Adua and Her Friends is a darkly comic drama about a small crew of sex workers who are forcibly retired by the Merlin Law of 1958, which ceased the legal operation of all Italian brothels.  Unsure how to get by without the only trade they have experience in, the women conspire to open a rural, roadside restaurant as a front for a new, illegal brothel they will run themselves.  Only, after a few successful months of food service—depicted as being equally difficult as prostitution—they decide they’d rather “go straight” in their new business than convert it into an underground brothel.  As you’d expect, the self-reinvented women’s lives as restaurateurs are upended by men from their past that refuse to let them start fresh, the same way Anora is blocked from upgrading her social position from escort to wife.  Where Adua excels is in taking the time to flesh out the inner lives & conflicts of each woman in its main cast.  Lolita is led astray by conmen who take advantage of her youthful naivete; Marilina struggles to reestablish a familial relationship with her estranged son; Milly hopes to leave her past behind and start over as a devoted housewife, Anora-style.  Adua (Oscar-winner Simone Signoret) gets the first & final word in her struggle to establish a new career before she ages out of her livelihood, but the movie is an ensemble-cast melodrama at heart, asking you to love, laugh with, and weep for every woman at the roadside restaurant (and to hiss at the cads who selfishly ruin it all).

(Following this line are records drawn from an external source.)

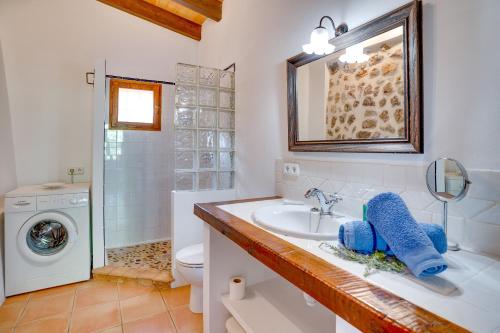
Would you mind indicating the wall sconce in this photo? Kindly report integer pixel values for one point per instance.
(354, 54)
(319, 43)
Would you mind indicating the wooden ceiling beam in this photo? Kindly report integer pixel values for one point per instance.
(157, 16)
(209, 8)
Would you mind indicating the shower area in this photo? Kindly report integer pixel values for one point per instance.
(159, 137)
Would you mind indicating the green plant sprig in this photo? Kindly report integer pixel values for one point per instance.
(377, 261)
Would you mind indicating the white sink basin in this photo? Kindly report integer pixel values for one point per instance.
(295, 221)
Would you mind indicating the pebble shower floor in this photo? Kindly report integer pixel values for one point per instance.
(153, 255)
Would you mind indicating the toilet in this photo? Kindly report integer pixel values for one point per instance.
(189, 263)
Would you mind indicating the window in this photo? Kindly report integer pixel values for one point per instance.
(134, 105)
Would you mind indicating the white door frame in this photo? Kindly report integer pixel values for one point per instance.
(99, 106)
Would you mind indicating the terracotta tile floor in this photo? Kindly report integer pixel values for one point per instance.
(101, 306)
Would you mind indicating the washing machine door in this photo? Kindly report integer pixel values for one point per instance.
(47, 236)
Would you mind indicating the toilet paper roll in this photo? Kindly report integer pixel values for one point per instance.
(237, 286)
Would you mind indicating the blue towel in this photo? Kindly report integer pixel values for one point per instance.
(392, 220)
(361, 237)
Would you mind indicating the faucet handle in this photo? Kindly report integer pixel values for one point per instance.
(334, 198)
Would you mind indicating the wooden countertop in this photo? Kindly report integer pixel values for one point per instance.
(364, 305)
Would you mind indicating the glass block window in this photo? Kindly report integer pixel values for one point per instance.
(204, 129)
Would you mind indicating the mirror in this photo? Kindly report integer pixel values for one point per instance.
(447, 180)
(365, 97)
(355, 93)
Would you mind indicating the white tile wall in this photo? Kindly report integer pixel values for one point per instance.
(138, 178)
(474, 221)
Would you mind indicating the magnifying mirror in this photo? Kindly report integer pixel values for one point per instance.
(447, 180)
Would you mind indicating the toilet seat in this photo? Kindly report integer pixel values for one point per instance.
(191, 256)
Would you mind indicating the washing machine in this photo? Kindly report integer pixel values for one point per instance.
(47, 237)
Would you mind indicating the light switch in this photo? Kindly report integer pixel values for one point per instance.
(291, 169)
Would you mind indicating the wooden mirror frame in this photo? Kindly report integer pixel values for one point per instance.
(408, 16)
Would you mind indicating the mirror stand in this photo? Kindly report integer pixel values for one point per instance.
(447, 181)
(452, 246)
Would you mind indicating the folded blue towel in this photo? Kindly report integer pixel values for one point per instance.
(393, 221)
(361, 237)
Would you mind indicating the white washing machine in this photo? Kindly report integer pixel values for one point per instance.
(47, 237)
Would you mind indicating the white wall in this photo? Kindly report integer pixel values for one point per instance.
(7, 163)
(48, 46)
(460, 78)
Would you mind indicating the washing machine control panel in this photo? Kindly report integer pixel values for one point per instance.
(62, 201)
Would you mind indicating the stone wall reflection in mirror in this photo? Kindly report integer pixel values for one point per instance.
(356, 93)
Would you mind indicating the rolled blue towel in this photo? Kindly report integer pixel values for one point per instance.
(392, 220)
(361, 237)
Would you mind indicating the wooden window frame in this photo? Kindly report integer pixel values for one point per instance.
(114, 86)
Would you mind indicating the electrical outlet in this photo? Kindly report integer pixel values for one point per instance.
(291, 169)
(76, 171)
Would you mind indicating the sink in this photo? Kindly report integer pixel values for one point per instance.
(296, 221)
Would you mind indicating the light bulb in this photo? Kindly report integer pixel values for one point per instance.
(319, 44)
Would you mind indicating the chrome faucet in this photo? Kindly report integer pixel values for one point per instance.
(326, 202)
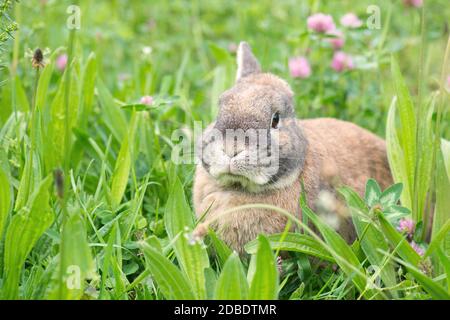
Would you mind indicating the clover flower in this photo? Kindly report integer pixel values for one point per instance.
(299, 67)
(351, 20)
(147, 100)
(413, 3)
(341, 62)
(321, 23)
(407, 226)
(61, 62)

Much like in Baker’s films, the majority of Adua and Her Friends is a surprisingly good time, with plenty slapstick gags & irreverently bawdy jokes undercutting the hooker-with-a-heart-of-gold tropes typical to this subject.  Like Anora, it’s a 2+ hour comedy with an emotionally devastating ending, one that carefully avoids making its titular sex worker a purely pitiable symbol of societal cruelty even while acknowledging that she’s backed into a pretty shitty corner.  Adua and Anora can be plenty cruel themselves when it helps their day-to-day survival.  That might be where the two films’ overlapping interests end, since Adua lounges in a much more relaxed hangout vibe than Anora, scored by repetitions of Santo & Johnny’s “Sleepwalk” rather than t.A.T.u.’s “All the Things She Said.”  Adua and her friends loiter around their Italian villa, fanning themselves in a deep-focus tableau, while Anora is dragged around Vegas & NYC by Russian mobsters who (for the most part) don’t see her as a human being.  There is one early sequence in Adua where a black-out drunken night is represented in choppy lost-time edits that may have been an influence on the rhythms of Anora’s first act, but otherwise I assume Baker was inspired less by the film’s formal style than he was by the characterizations of its main cast.  The frank, sincere, humanizing approach to sex-worker portraiture in Adua and Her Friends speaks well to Sean Baker’s continued interest in sex-work as a cinematic subject and, although both were great, I feel like I learned more about his work through its presentation than I did by watching his latest film.